The Anesthetic Triad

  • Hypnosis: Patient unaware.

  • Analgesia: Pain relief.

  • Paralysis: For surgical stillness or airway management.

  • All agents carry risks: hypotension, respiratory depression, N/V, etc.

  • Thus: combine with antiemetics, antibiotics, DVT prophylaxis, and cardio-respiratory management.

Key Questions

Do I need paralysis?

  • Surgical reasons:

    • Critical stillness (neurosurgery, microsurgery).

    • Surgical access (laparoscopy, thoracotomy).

  • Anesthetic reasons:

    • Easier intubation (RSI).

    • Facilitate ventilation in lung disease, obesity, asthma/COPD.

Airway: ETT or LMA?

  • ETT indications:

    • Airway protection (reflux, high aspiration risk).

    • Shared airway (ENT surgery).

    • Precise ventilation (long cases, neuro, thoracic, severe lung disease, unwell patients).

  • LMA indications:

    • Short, uncomplicated cases.

    • No airway risk. (~75% of cases).

Monitors

  • Standard: SpO₂, BP, EtCO₂, ECG.

  • Extras: Arterial line, CVC, BIS, cardiac output monitors, TOE/TTE.

Pain Plan

  • Basic: Paracetamol + NSAIDs + opioids.

  • Adjuncts: Regional, ketamine, lignocaine, magnesium, pregabalin.

  • Escalation: PCA, acute pain service, continuous blocks.

Post-op Care

  • Ward: Uncomplicated cases.

  • HDU/ICU indications:

    • Airway, breathing, circulation support.

    • ↓ GCS, renal failure.

    • Complex pain.

    • Complex co-morbidities or nursing needs.

Case-Based Examples

Gastroscopy

  • Anesthesia: Sedation (looks like GA).

  • Airway: Nasal prongs + bite block.

  • Monitors: Standard.

  • Pain: Minimal (short-acting fentanyl).

  • Post-op: Day case.

Inguinal Hernia Repair (reflux, active)

  • Anesthesia: GA.

  • Triad: Hypnosis + analgesia + paralysis (aspiration risk).

  • Airway: ETT.

  • Pain: Multimodal + fentanyl PRN.

  • Post-op: Ward/day case.

  • Alternative: Regional (spinal).

Laparoscopic Cholecystectomy (asthma, controlled)

  • Anesthesia: GA.

  • Triad: All three required.

  • Airway: ETT (laparoscopy).

  • Pain: Fentanyl ± morphine.

  • Post-op: Ward.

  • Rare alternative: LMA if <15 min, <15° tilt, <15 cmH₂O pressure.

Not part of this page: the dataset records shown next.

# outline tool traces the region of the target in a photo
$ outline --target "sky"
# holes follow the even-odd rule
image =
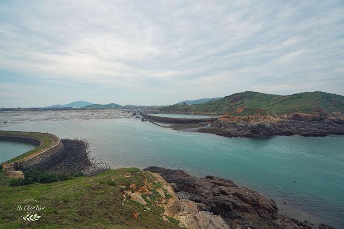
[[[0,1],[0,107],[344,95],[344,1]]]

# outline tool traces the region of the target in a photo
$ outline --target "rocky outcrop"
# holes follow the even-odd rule
[[[344,120],[295,113],[279,117],[256,115],[224,117],[199,132],[226,137],[260,137],[299,135],[324,136],[344,134]]]
[[[189,124],[204,123],[208,121],[213,121],[217,119],[215,118],[207,119],[180,119],[176,118],[169,118],[167,117],[156,116],[148,114],[141,113],[141,116],[149,120],[163,123],[176,123],[176,124]]]
[[[126,194],[128,195],[131,199],[135,202],[145,206],[147,204],[147,202],[144,201],[144,200],[140,195],[139,193],[133,193],[131,192],[126,192]]]
[[[173,217],[180,222],[180,226],[188,229],[229,229],[222,217],[199,208],[195,202],[183,198],[178,198],[172,186],[165,181],[158,173],[151,173],[162,188],[155,188],[162,199],[161,203],[165,209],[164,216]],[[164,189],[168,193],[168,198]],[[158,191],[160,190],[162,191]]]
[[[229,229],[222,217],[209,212],[200,211],[195,202],[182,199],[180,203],[181,210],[174,217],[180,220],[187,228]]]
[[[239,187],[230,180],[210,176],[197,178],[182,170],[157,167],[144,170],[157,173],[171,183],[181,199],[182,210],[191,216],[185,218],[185,221],[194,222],[200,218],[197,216],[197,206],[199,211],[221,216],[230,228],[314,228],[313,225],[306,221],[299,222],[279,214],[273,200],[255,191]],[[192,202],[181,201],[183,199]]]

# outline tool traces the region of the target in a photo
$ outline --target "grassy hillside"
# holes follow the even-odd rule
[[[179,228],[175,219],[169,223],[162,218],[160,202],[166,201],[155,189],[161,184],[138,169],[23,186],[9,187],[9,181],[0,171],[0,228]],[[144,194],[145,187],[149,190]],[[123,196],[124,189],[142,193],[146,206]],[[18,205],[27,204],[22,204],[26,200],[45,206],[36,212],[41,216],[38,221],[24,220],[27,212],[17,210]]]
[[[117,108],[121,106],[116,103],[109,103],[106,104],[92,104],[91,105],[88,105],[85,106],[85,108],[91,109],[112,109],[114,108]]]
[[[257,112],[277,115],[294,112],[311,113],[319,109],[330,114],[338,112],[344,113],[344,96],[322,92],[281,96],[247,91],[204,104],[175,104],[161,110],[164,112],[222,113],[245,116],[255,114]]]
[[[211,99],[201,99],[200,100],[185,100],[185,101],[177,102],[176,104],[183,105],[185,103],[186,105],[190,105],[194,104],[205,103],[206,102],[208,102],[212,101],[221,100],[221,99],[222,99],[222,97],[213,98]]]

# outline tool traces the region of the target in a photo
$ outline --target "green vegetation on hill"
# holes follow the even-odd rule
[[[320,110],[330,114],[344,113],[344,96],[322,92],[303,92],[287,96],[247,91],[221,100],[195,105],[174,104],[161,109],[180,113],[228,113],[233,116],[312,113]]]
[[[48,184],[9,187],[9,182],[0,171],[0,228],[179,228],[175,219],[169,218],[170,223],[162,218],[164,210],[159,203],[165,201],[155,189],[160,184],[138,169],[111,170]],[[151,190],[142,194],[145,206],[123,192],[145,187]],[[38,212],[38,221],[25,221],[21,216],[27,212],[17,211],[26,200],[36,200],[45,206]]]
[[[1,136],[14,137],[32,138],[38,140],[40,139],[41,141],[41,144],[35,148],[7,161],[6,163],[7,164],[14,162],[15,161],[29,156],[32,153],[38,153],[40,151],[42,150],[49,146],[53,146],[54,143],[53,140],[49,135],[45,134],[42,133],[0,130],[0,137]],[[0,163],[1,162],[3,162],[0,161]]]
[[[106,104],[92,104],[91,105],[88,105],[85,106],[84,108],[86,109],[88,109],[90,110],[95,110],[95,109],[113,109],[114,108],[120,107],[122,106],[116,103],[109,103]]]

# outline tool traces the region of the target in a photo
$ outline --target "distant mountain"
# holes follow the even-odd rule
[[[93,109],[112,109],[114,108],[120,107],[121,106],[117,103],[109,103],[106,104],[92,104],[90,105],[88,105],[84,107],[86,109],[88,109],[90,110]]]
[[[259,113],[283,115],[312,113],[320,110],[330,114],[344,114],[344,96],[326,92],[303,92],[291,95],[270,95],[252,91],[236,93],[205,103],[163,107],[166,112],[228,113],[246,116]]]
[[[200,100],[185,100],[185,101],[182,101],[181,102],[178,102],[175,104],[179,104],[180,105],[183,105],[185,102],[186,105],[191,105],[194,104],[201,104],[205,103],[206,102],[210,102],[210,101],[216,101],[221,100],[223,97],[217,97],[213,98],[212,99],[201,99]]]
[[[64,105],[60,105],[57,104],[56,105],[53,105],[52,106],[46,106],[45,108],[61,108],[61,107],[84,107],[87,105],[90,105],[93,104],[91,102],[88,102],[86,101],[76,101],[75,102],[71,102],[68,104],[65,104]]]

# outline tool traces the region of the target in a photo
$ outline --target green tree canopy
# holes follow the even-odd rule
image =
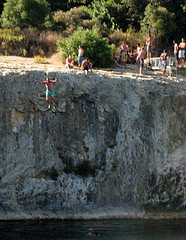
[[[46,0],[7,0],[1,15],[2,27],[41,27],[49,14]]]
[[[155,7],[149,4],[145,9],[145,18],[141,27],[145,35],[149,31],[154,35],[157,49],[159,46],[165,48],[172,41],[172,34],[176,29],[175,14],[165,7]]]
[[[62,52],[62,58],[69,54],[77,60],[78,47],[84,49],[84,57],[89,58],[94,66],[109,67],[112,64],[114,46],[100,36],[99,29],[86,29],[79,27],[70,37],[58,41],[58,49]]]

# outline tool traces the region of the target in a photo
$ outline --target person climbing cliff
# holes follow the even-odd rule
[[[38,81],[37,79],[34,79],[38,83],[44,83],[46,86],[46,101],[48,103],[48,109],[50,109],[50,96],[52,98],[53,102],[53,108],[55,109],[55,99],[54,99],[54,89],[53,89],[53,83],[57,82],[57,78],[55,80],[51,80],[49,78],[46,78],[46,81]]]

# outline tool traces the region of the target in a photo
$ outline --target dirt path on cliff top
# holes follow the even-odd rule
[[[72,70],[67,70],[65,68],[65,64],[62,63],[60,59],[60,53],[56,53],[52,55],[50,58],[47,58],[47,64],[38,64],[35,62],[34,58],[29,58],[29,57],[18,57],[18,56],[0,56],[0,72],[3,74],[4,72],[9,72],[8,70],[10,69],[19,69],[24,66],[27,66],[26,68],[30,66],[32,70],[35,68],[38,69],[40,68],[41,70],[46,70],[50,71],[50,68],[52,67],[53,69],[60,71],[60,72],[68,72]],[[74,73],[81,72],[77,66],[73,69]],[[139,76],[139,68],[137,64],[127,64],[127,68],[117,64],[117,66],[112,67],[112,68],[93,68],[93,73],[96,74],[104,74],[108,76],[122,76],[122,77],[131,77],[131,78],[163,78],[162,77],[162,71],[153,71],[150,69],[143,69],[143,75]],[[164,77],[164,79],[169,79],[169,80],[186,80],[186,66],[184,68],[178,68],[177,76],[176,72],[174,71],[172,76],[170,77],[168,75],[167,71],[167,76]]]

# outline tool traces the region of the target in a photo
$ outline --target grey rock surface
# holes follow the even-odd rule
[[[185,216],[184,78],[1,71],[0,219]]]

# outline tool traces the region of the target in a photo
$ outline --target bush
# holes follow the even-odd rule
[[[82,26],[84,19],[88,18],[86,7],[74,7],[69,11],[62,10],[54,13],[54,27],[62,30],[64,36],[70,36],[78,26]]]
[[[7,0],[1,16],[2,27],[43,27],[49,14],[49,3],[46,0]]]
[[[120,46],[122,41],[126,41],[125,34],[119,29],[112,30],[108,36],[108,39],[109,42],[113,43],[116,47]]]
[[[70,37],[57,42],[58,49],[62,52],[62,58],[67,58],[71,54],[77,61],[78,47],[81,45],[84,49],[84,58],[89,58],[94,66],[110,67],[112,65],[112,55],[115,49],[114,45],[100,36],[99,29],[78,28]]]

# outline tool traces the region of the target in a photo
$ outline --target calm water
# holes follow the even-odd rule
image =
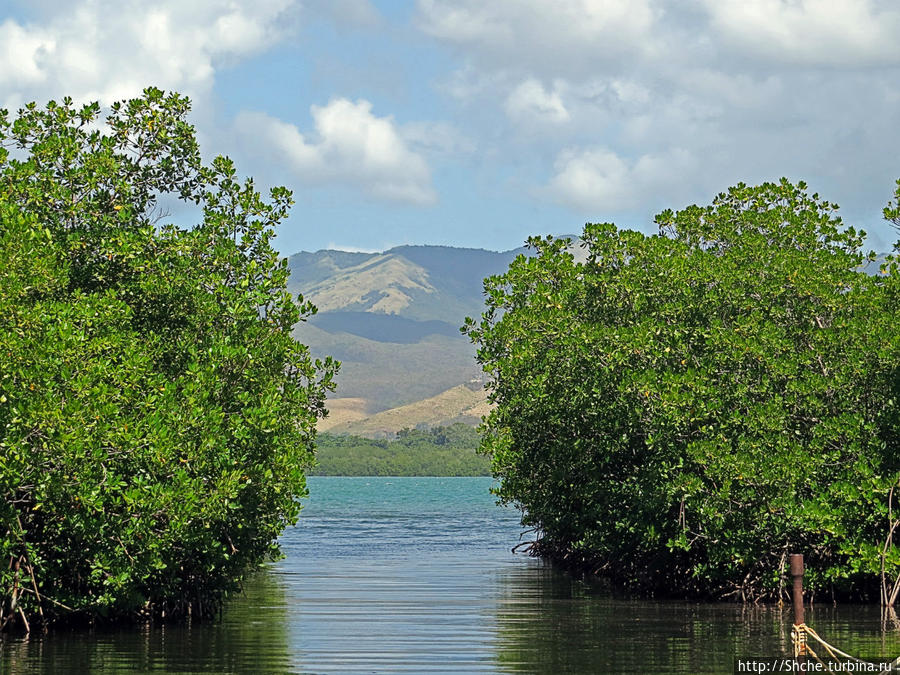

Revision Total Knee Replacement (HTN, prior STEMI, aortic stenosis)

  • Anesthesia: GA (preferred over spinal in AS).

  • Triad: Hypnosis + analgesia + paralysis (to limit propofol/volatile use).

  • Airway: ETT or LMA.

  • Monitoring: Art line.

  • Pain: Multimodal ± nerve block, PCA, pain service.

  • Post-op: Ward or HDU (depends on AS severity).

Laparotomy for Bowel Cancer (70 y/o, restrictive lung disease, chronic opioids)

  • Anesthesia: GA.

  • Triad: All three (paralysis also for restrictive disease).

  • Airway: ETT.

  • Monitoring: Art line, consider gases.

  • Pain: Multimodal, fentanyl + ketamine + regional ± lignocaine/magnesium.

  • Post-op: HDU (lung disease + pain complexity).

Pediatric Nail Bed Foreign Body Removal (3 y/o, well, fasted)

  • Anesthesia: Inhalational induction.

  • Triad: Sedation + analgesia.

  • Airway: Small LMA.

  • Pain: Fentanyl + ring block.

  • Post-op: Pediatric ward.

Tonsillectomy (18 y/o, Crohn’s, well)

  • Anesthesia: GA.

  • Triad: Hypnosis + analgesia ± paralysis.

  • Airway: LMA (common) or ETT + throat pack.

  • Pain: Multimodal ± NSAIDs (check with surgeon re: bleeding).

  • Post-op: Ward/day case.

Clinical Pearls

  • Paralysis reduces need for high-dose propofol/volatile (less hemodynamic instability).

  • LMA ≠ always “gentle” – often requires higher propofol than ETT induction.

  • In asthma: steroids (hydrocortisone, dexamethasone) may help but nebs (salbutamol, ipratropium) usually effective.

  • In sepsis + low MAP: early fluids + noradrenaline + source control (surgery).